How pollsters see the national rankings remains to be seen come Monday morning. Johns Hopkins improved to 9-2 with three regular season games remaining. Maryland dropped to 8-3 and faces North Carolina in the ACC tournament Friday. The lasting impression from a wet and wild Saturday night, however, is that Maryland and Hopkins proved themselves well-deserving of the top-5 rankings with which they entered.

"We showed a lot of character and a lot of heart to fight back against what I think is as good a team as there is in the country," Pietramala said. "That's as good a team as we faced."

"I like to believe that you get what you earn, and it's pretty simple," he said earlier. "We went into halftime, and we told our guys we didn't think they were playing with any heart. We came out at halftime and we played with the heart this team is capable of playing with."

Said Wharton: "We were moving the ball around, and I hedged my man and had a goal. I saw him come up, [I] faked the shot, ran around him, and it is what it is."

© John Strohsacker/LaxPhotos.com

Officially, 8,072 fans were in attendance Saturday and braved the storm system that affected much of the East Coast. About an hour before game time, the grass turf was covered with an enormous white tarp, but the game started on time, with an abbreviated half-hour warm up for teams once the pregame rain stopped. It started raining again seconds before halftime, and consistently during the second half.

The conditions didn't prevent players on both sides from contributing to a series of events that will go down in this rivalry's lore. Fresh on the minds of both coaches after the game was Canadian Zach Palmer's amazing behind-the-back goal that tied the score at 9 for Hopkins with 8:35 left in the quarter. He threw the shot over his right shoulder from about 10 yards straightaway. Maryland defenseman Jesse Bernhardt shut off Palmer's front side, but it didn't matter.

"Some crazy things happened on the field," Tillman said. "We have a guy covered inside, they throw it to him and he throws it behind the back and scores. But there's a guy who was one of the best players in Canada a few years ago, and that's why he's at Johns Hopkins. He's in traffic, he's got a guy all over him, throws it behind his back. He's probably one of two people in the country that can make that play."
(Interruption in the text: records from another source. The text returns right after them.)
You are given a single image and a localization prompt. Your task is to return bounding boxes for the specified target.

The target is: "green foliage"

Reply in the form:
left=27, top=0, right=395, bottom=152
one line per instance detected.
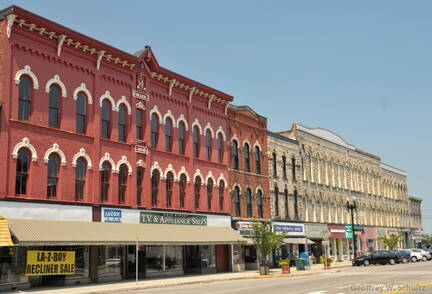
left=378, top=235, right=402, bottom=250
left=252, top=222, right=285, bottom=259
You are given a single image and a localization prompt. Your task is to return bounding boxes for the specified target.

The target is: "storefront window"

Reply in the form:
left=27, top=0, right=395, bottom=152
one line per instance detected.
left=98, top=246, right=122, bottom=276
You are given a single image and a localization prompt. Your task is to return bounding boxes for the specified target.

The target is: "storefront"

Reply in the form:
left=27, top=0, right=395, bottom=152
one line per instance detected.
left=305, top=224, right=330, bottom=263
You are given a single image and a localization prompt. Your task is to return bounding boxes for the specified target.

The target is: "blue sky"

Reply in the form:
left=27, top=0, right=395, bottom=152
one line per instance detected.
left=0, top=0, right=432, bottom=233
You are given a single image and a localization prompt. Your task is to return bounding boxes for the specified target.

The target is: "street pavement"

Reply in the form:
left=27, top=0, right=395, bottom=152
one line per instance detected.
left=133, top=262, right=432, bottom=294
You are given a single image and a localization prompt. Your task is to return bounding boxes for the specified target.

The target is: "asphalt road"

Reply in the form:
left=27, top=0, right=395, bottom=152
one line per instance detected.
left=135, top=261, right=432, bottom=294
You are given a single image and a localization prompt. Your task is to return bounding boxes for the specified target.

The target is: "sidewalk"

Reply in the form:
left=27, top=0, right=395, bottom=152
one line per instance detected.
left=4, top=262, right=351, bottom=294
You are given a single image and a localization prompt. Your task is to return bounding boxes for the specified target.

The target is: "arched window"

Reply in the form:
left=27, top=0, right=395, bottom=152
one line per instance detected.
left=101, top=99, right=111, bottom=139
left=194, top=176, right=201, bottom=209
left=217, top=133, right=224, bottom=162
left=275, top=186, right=279, bottom=216
left=257, top=190, right=264, bottom=218
left=136, top=167, right=144, bottom=205
left=118, top=164, right=128, bottom=203
left=47, top=154, right=60, bottom=198
left=231, top=140, right=239, bottom=170
left=165, top=172, right=174, bottom=207
left=118, top=104, right=127, bottom=142
left=207, top=179, right=213, bottom=209
left=75, top=157, right=87, bottom=200
left=192, top=126, right=200, bottom=158
left=179, top=174, right=187, bottom=208
left=76, top=92, right=87, bottom=134
left=150, top=113, right=159, bottom=148
left=15, top=148, right=30, bottom=195
left=206, top=130, right=211, bottom=160
left=152, top=169, right=160, bottom=206
left=178, top=121, right=186, bottom=155
left=243, top=143, right=250, bottom=172
left=255, top=146, right=261, bottom=174
left=246, top=188, right=252, bottom=217
left=48, top=85, right=60, bottom=128
left=233, top=186, right=241, bottom=216
left=165, top=118, right=172, bottom=152
left=219, top=181, right=225, bottom=210
left=18, top=75, right=32, bottom=120
left=135, top=109, right=144, bottom=141
left=100, top=161, right=111, bottom=202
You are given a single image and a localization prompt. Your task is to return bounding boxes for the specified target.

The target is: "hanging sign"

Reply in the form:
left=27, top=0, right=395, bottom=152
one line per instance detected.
left=0, top=216, right=14, bottom=247
left=26, top=250, right=75, bottom=276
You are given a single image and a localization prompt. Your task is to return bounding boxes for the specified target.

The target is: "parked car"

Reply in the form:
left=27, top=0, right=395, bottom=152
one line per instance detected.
left=352, top=250, right=402, bottom=266
left=389, top=250, right=411, bottom=263
left=411, top=248, right=432, bottom=261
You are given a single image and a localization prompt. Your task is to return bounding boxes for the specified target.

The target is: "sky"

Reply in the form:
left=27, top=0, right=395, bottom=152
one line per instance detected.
left=0, top=0, right=432, bottom=233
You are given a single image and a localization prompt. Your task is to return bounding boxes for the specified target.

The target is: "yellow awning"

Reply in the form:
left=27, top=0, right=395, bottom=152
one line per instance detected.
left=9, top=219, right=245, bottom=246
Said Pietramala: "When he shot it, I could have killed him because I didn't think there was a chance in heck it was going in. That turns out to be a big goal."

Most of the goals were. And so was the one that wasn't. Cummings and Young, the Maryland duo that connected for the potential game-winning score in overtime, both were understandably disappointed during the postgame press conference. But Tillman said he would not want to have any other players in that position at the end of the game, and that the Terps' will look for Cummings in similar situations down the road.

"I was pretty excited. I got open, Ryan made an awesome feed ... and I just hit the pipe," Cummings said. "That's sometimes how it happens, but we're going to respond and we're going to come back as a team."

"It's Hopkins-Maryland," Young said. "We went on our run. They went on their run, and like coach Tillman said, there's not one person in the country you'd want a one-on-one with the goalie with in overtime. Joe is probably going to hit that 99 times out of 100."

Hopkins was happy this was the one time Cummings didn't. Wharton wouldn't have swan-dived otherwise.